Direct image download
We do not own copyright for the images included in the dataset. Thus, we cannot share the images publicly. However, we can provide direct access to the images as long as you are using them for research purposes. To obtain access, please fill out the linked Google Form. This form asks for your basic information and asks you to agree to our Terms of Service. We will get back to you within a week. If you have any questions, please email
To measure both accuracy (precision) and consistency on your predictions, use the
eval/metrics.py script. This assumes that your predictions will be in a CSV format, with the first value as the example's unique identifier and the second as the prediction (in the same format as labels in the JSON files). It will give an error if predictions are missing or received more predictions than it expected.
Running on the leaderboard held-out test set
We require two months or more between runs on the leaderboard test set. We will do our best to run within two weeks (usually we will run much faster). We will only post results on the leaderboard when an online description of the system is available. Testing on the leaderboard test set is meant to be the final step before publication. Under extreme circumstances, we reserve the right to limit running on the leaderboard test set to systems that are mature for publication.
We don't provide the unreleased test inputs publicly -- you will need to send your model code and scripts for inference. Your model should generate a prediction file in the format specified above (under "evaluation scripts").
Note about sampling a validation set
The training set contains many examples which use the same initial set of eight images. When selecting a validation set to use, we suggest enforcing that each unique image set does not appear in both the validation set and the training set used to update model parameters.

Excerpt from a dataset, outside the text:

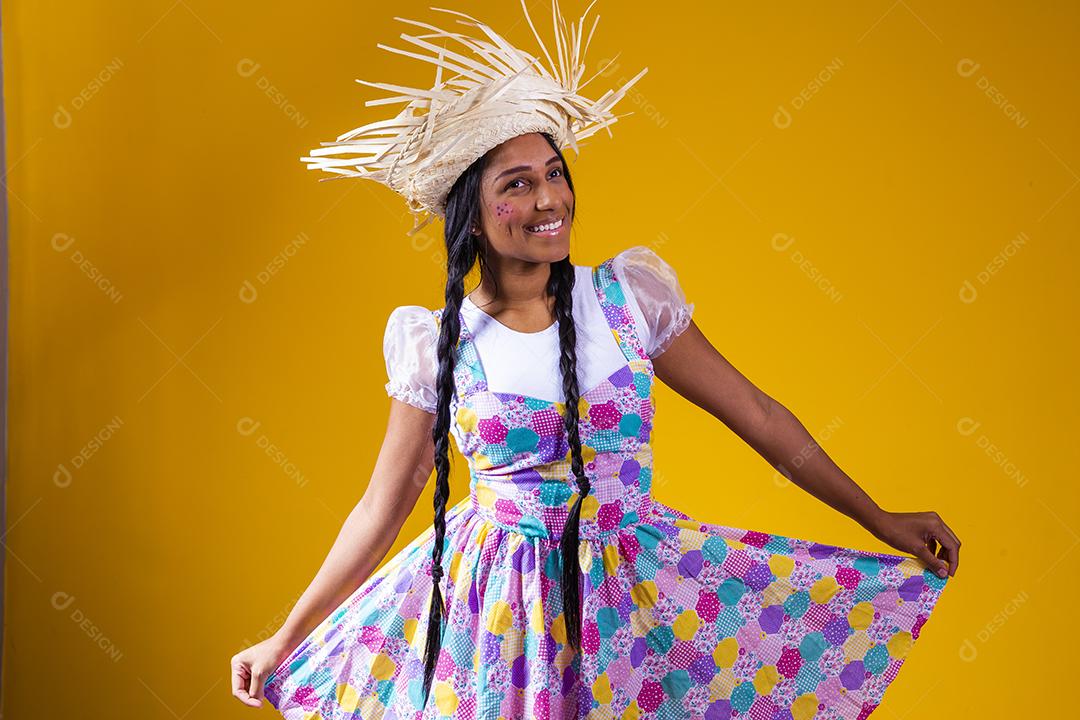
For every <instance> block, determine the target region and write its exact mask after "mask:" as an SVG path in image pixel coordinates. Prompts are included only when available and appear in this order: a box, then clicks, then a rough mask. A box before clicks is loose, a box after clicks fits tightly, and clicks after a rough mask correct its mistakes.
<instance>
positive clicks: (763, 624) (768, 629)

This research was supported by the NSF (CRII-1656998), a Facebook ParlAI Research Award, an AI2 Key Scientific Challenges Award, Amazon Cloud Credits Grant, and support from Women in Technology New York. This material is based on work supported by the National Science Foundation Graduate Research Fellowship under Grant No. DGE-1650441. We thank Mark Yatskar and Noah Snavely for their comments and suggestions, and the workers who participated in our data collection for their contributions.
* The ArXiv version has two minor errors: (a) Table 7, consistency of Text on Test-U should be 4.6, not 4.8; (b) Figure 1, bottom image pair should be the same as the image pair in Figure 2e. We will update the ArXiv version as soon as we are able to.